Highlights & Insights¶
- Simple and Elegant Design: Instead of introducing auxiliary parameters (such as low-rank matrices in LoRA), GIFT-SW directly updates a subset of the original weights, effectively utilizing noise injection as a regularization mechanism.
- Unified Framework: It unifies salient weight identification metrics from both quantization (QUIK, OWQ, SmoothQuant) and pruning (Wanda) into a single, generalized mathematical formula.
- Dual Role of Noise: Noise injection acts as a regularizer during training and naturally serves as an effective "pre-training" step for subsequent quantization.
- Superiority in Extreme Low-Bit Quantization: Its advantages are particularly prominent in 2-bit quantization scenarios, demonstrating maximum value under extremely resource-constrained circumstances.
- High Computational Efficiency: Achieving comparable performance to heavyweight methods like TÜLU2 requires only about 3% of the parameters and 1/10th of the computational resources.
Limitations & Future Work¶
- The method was validated only on LLaMA-family models; other LLM architectures remain untested.
- Quantization experiments were restricted to GPTQ.
- Definitive theoretical guidance for selecting sensitivity metrics is still lacking.
- Noise parameters were determined solely via the QNI approach, whereas other noise distributions might yield better results.
- An efficient CUDA kernel implementation has not been provided.

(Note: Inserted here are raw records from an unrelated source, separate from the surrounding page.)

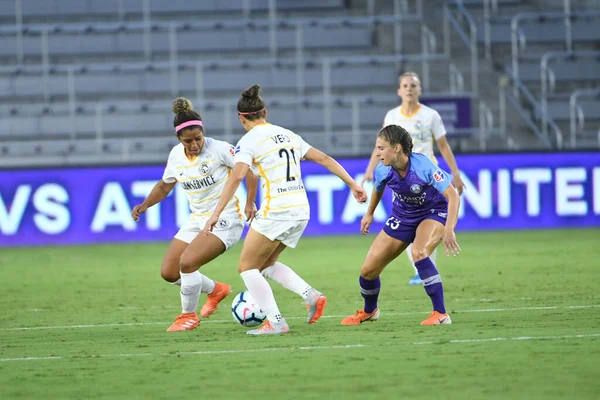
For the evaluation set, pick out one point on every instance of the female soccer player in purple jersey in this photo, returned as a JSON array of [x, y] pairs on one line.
[[424, 213]]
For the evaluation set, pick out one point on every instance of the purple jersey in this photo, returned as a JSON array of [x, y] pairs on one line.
[[419, 193]]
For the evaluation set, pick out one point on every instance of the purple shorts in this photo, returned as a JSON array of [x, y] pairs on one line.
[[406, 232]]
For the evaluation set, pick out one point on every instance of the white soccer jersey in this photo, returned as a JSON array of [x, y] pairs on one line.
[[276, 154], [424, 127], [203, 178]]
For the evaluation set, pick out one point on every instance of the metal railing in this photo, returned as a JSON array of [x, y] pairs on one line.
[[514, 101], [548, 82], [577, 116], [469, 39]]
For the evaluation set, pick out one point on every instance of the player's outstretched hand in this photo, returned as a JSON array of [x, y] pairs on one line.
[[365, 223], [450, 244], [250, 211], [359, 193], [137, 211], [210, 224], [368, 176], [458, 184]]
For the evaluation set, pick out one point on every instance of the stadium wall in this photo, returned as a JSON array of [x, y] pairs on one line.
[[93, 204]]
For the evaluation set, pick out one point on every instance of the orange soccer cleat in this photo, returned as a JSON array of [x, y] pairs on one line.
[[437, 318], [268, 329], [220, 291], [185, 322], [360, 317], [315, 305]]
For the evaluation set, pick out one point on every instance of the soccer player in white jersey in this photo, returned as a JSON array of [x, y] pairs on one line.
[[201, 165], [284, 211], [425, 126]]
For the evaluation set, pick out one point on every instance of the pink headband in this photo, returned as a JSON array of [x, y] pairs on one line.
[[186, 124], [251, 112]]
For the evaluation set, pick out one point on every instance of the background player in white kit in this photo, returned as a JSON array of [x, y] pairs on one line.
[[284, 211], [424, 125], [201, 165]]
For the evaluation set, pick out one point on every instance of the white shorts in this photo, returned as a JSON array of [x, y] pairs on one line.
[[287, 232], [229, 229]]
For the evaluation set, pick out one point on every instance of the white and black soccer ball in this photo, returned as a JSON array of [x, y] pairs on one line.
[[245, 310]]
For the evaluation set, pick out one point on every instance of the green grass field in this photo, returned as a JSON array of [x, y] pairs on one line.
[[89, 323]]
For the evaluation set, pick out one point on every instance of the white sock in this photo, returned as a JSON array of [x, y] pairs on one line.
[[287, 278], [263, 294], [208, 285], [408, 252], [190, 291]]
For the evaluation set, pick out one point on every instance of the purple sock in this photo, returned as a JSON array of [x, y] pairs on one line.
[[432, 283], [369, 289]]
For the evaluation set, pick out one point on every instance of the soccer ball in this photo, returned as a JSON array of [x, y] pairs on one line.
[[246, 311]]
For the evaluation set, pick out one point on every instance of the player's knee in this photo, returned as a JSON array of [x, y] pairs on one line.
[[418, 253], [169, 276]]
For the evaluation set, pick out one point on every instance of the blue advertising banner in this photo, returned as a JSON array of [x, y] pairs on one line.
[[89, 205]]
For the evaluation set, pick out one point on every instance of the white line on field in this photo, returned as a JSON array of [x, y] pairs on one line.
[[347, 346], [204, 321], [186, 353], [514, 338]]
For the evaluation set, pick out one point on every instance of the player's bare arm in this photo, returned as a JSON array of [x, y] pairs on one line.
[[448, 155], [334, 167], [251, 187], [158, 193], [237, 175], [367, 220], [449, 238]]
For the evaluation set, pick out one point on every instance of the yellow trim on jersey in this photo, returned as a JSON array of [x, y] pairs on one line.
[[266, 183], [279, 148], [286, 207], [413, 114], [275, 166], [284, 178], [209, 188], [203, 200], [237, 201]]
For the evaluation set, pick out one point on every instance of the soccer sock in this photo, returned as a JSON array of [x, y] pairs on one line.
[[287, 278], [208, 285], [190, 291], [433, 256], [408, 252], [432, 282], [263, 294], [369, 290]]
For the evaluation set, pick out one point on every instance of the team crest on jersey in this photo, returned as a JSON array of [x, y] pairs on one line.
[[416, 189]]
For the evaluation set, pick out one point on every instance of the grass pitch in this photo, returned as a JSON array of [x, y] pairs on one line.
[[89, 323]]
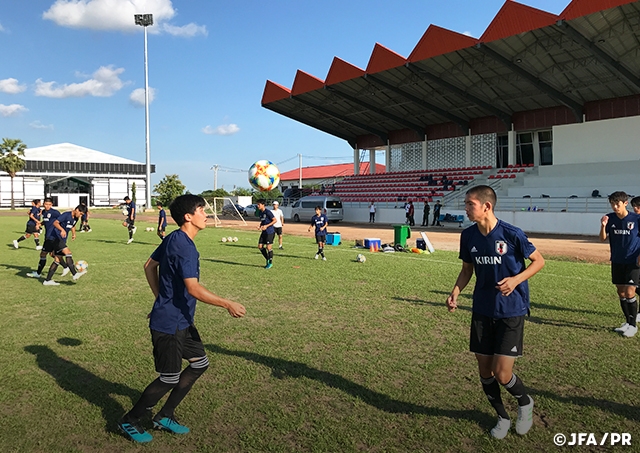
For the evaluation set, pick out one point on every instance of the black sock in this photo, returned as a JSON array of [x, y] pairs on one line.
[[149, 398], [41, 264], [52, 270], [632, 310], [187, 378], [516, 388], [492, 390]]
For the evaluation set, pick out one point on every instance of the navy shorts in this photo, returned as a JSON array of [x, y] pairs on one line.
[[496, 336], [625, 274], [170, 349]]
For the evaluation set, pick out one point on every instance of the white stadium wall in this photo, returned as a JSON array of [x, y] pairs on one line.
[[597, 141]]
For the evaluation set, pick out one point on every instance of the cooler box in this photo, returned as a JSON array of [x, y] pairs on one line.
[[368, 242], [333, 238]]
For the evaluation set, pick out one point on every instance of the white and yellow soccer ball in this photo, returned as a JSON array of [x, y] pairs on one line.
[[264, 176]]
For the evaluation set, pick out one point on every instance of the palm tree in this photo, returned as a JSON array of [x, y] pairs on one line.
[[11, 153]]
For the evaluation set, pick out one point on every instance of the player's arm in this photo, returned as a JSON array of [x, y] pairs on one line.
[[463, 280], [204, 295], [151, 272], [507, 285], [603, 228]]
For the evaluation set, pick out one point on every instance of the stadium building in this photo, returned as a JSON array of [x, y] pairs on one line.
[[72, 174], [545, 108]]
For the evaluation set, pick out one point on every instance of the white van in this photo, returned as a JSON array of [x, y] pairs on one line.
[[305, 208]]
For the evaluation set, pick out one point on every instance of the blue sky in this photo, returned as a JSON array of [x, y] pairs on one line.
[[74, 73]]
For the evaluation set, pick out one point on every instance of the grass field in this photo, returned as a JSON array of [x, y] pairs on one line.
[[332, 356]]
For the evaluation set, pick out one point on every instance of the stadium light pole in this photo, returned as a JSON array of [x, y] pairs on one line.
[[145, 20]]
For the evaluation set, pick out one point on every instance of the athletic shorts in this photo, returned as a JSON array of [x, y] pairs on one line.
[[266, 238], [625, 274], [31, 228], [496, 336], [170, 349]]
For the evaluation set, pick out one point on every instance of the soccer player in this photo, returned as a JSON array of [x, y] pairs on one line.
[[49, 215], [320, 222], [622, 228], [33, 225], [265, 243], [64, 224], [279, 215], [162, 220], [173, 271], [496, 252]]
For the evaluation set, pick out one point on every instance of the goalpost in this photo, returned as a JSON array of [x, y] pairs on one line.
[[224, 211]]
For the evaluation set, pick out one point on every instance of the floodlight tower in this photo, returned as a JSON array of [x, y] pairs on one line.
[[145, 20]]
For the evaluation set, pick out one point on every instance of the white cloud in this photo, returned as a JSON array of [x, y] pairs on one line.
[[12, 110], [11, 86], [185, 31], [38, 125], [118, 15], [223, 129], [105, 82], [137, 96]]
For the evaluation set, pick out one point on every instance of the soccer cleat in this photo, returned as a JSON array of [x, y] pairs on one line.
[[135, 432], [623, 328], [170, 424], [525, 418], [501, 429]]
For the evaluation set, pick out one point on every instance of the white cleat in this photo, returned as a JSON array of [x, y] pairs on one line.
[[501, 429], [525, 418], [623, 328]]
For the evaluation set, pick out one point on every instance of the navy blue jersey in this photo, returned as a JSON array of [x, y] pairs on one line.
[[66, 221], [624, 241], [319, 221], [174, 308], [35, 211], [498, 255], [266, 217], [162, 218], [47, 220]]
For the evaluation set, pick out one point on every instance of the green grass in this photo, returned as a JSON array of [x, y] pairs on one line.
[[332, 356]]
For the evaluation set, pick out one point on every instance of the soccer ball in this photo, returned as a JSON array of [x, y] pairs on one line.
[[264, 176]]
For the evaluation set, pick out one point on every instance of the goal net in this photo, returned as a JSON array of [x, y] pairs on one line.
[[224, 212]]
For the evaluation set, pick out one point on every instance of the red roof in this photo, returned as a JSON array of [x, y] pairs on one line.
[[328, 171]]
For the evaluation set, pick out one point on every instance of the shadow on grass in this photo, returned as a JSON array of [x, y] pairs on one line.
[[73, 378], [281, 369]]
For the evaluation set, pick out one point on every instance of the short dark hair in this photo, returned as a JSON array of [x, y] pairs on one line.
[[618, 196], [183, 205], [483, 194]]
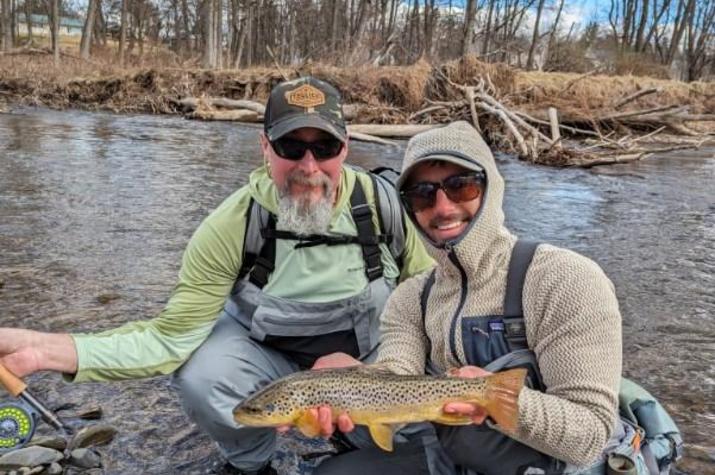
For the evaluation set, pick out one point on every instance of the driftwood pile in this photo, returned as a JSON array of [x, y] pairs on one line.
[[618, 136]]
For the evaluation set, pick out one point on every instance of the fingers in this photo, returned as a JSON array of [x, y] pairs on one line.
[[282, 429], [335, 360], [345, 423], [469, 372], [325, 419]]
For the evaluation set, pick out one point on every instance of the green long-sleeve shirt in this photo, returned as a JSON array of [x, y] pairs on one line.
[[209, 269]]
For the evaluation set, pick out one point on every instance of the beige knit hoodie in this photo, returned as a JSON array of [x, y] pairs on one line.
[[571, 314]]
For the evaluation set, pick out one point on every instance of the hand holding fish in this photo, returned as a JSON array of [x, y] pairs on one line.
[[323, 414], [380, 400], [477, 413]]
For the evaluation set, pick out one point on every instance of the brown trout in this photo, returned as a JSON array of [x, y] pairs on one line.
[[379, 399]]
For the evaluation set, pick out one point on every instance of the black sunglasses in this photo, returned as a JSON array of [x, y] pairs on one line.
[[458, 188], [292, 149]]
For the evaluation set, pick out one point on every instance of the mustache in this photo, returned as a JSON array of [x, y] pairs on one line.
[[297, 177], [448, 218]]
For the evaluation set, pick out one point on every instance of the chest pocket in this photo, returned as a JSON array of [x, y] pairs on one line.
[[498, 342]]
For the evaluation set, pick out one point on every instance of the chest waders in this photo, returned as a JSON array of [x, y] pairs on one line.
[[303, 330], [497, 343]]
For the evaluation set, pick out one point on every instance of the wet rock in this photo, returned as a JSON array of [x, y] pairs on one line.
[[92, 412], [107, 297], [54, 469], [29, 457], [50, 441], [92, 436], [85, 458], [31, 471]]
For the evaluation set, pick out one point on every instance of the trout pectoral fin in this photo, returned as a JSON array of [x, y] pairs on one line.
[[453, 419], [308, 424], [382, 435], [502, 397]]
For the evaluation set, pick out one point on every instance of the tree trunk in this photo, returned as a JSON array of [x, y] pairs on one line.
[[208, 60], [56, 31], [535, 36], [488, 29], [123, 32], [7, 25], [87, 30], [468, 26], [28, 21]]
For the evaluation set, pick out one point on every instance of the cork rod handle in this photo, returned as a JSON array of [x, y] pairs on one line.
[[14, 385]]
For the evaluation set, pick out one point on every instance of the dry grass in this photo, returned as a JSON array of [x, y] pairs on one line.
[[387, 94], [582, 96]]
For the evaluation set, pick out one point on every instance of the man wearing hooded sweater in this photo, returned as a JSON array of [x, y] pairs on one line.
[[570, 313]]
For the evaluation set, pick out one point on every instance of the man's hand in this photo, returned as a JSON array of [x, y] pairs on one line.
[[24, 352], [324, 414], [476, 412], [336, 360]]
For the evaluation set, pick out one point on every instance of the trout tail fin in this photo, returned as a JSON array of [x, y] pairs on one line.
[[502, 397]]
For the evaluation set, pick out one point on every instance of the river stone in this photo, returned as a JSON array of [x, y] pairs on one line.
[[32, 471], [91, 436], [29, 457], [107, 297], [54, 469], [50, 441], [85, 458]]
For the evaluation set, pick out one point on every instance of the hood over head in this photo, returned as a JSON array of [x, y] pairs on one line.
[[461, 144]]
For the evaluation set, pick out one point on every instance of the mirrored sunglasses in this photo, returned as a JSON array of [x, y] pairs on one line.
[[292, 149], [458, 188]]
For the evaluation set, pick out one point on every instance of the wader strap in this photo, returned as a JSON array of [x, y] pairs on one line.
[[265, 262], [366, 233], [514, 328]]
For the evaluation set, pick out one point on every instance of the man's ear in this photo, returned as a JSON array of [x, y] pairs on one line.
[[264, 143]]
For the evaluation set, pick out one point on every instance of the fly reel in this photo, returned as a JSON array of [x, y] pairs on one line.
[[17, 425]]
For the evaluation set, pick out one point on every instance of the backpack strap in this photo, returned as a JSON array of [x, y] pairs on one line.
[[424, 295], [256, 216], [362, 216], [266, 261], [514, 327], [389, 210]]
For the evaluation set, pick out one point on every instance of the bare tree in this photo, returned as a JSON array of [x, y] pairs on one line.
[[123, 32], [88, 29], [535, 36]]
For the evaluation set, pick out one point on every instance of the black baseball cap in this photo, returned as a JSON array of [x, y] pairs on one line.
[[304, 102]]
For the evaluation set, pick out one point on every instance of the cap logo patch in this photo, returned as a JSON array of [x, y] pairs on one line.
[[305, 96]]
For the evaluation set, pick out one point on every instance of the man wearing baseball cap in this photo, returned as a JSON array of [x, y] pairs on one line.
[[295, 265]]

- Experiments were conducted using only a limited set of instruction-tuning data.
- The evaluation benchmark is constrained to only 6 zero-shot tasks.
Related Work & Insights¶
- PEFT Methods: LoRA, DoRA, prompt tuning, etc.
- Salient Weight Identification: SparseGPT, Wanda, OWL (Pruning); QUIK, OWQ, SmoothQuant (Quantization)
- Noise Injection: Single-layer GNI by Orvieto et al., learnable layer-wise variance noise by Liu et al.
- Quantization-Aware Training: STE vs QNI, Défossez et al., Shin et al.
Rating ⭐⭐⭐⭐¶
The method design is simple yet effective, and the experiments are comprehensive and convincing. The unified sensitivity metrics and the dual-role design of noise injection are particularly insightful. The method shows significant strengths in extreme low-bit quantization scenarios. However, model coverage is somewhat limited, and the depth of theoretical analysis could be further enhanced.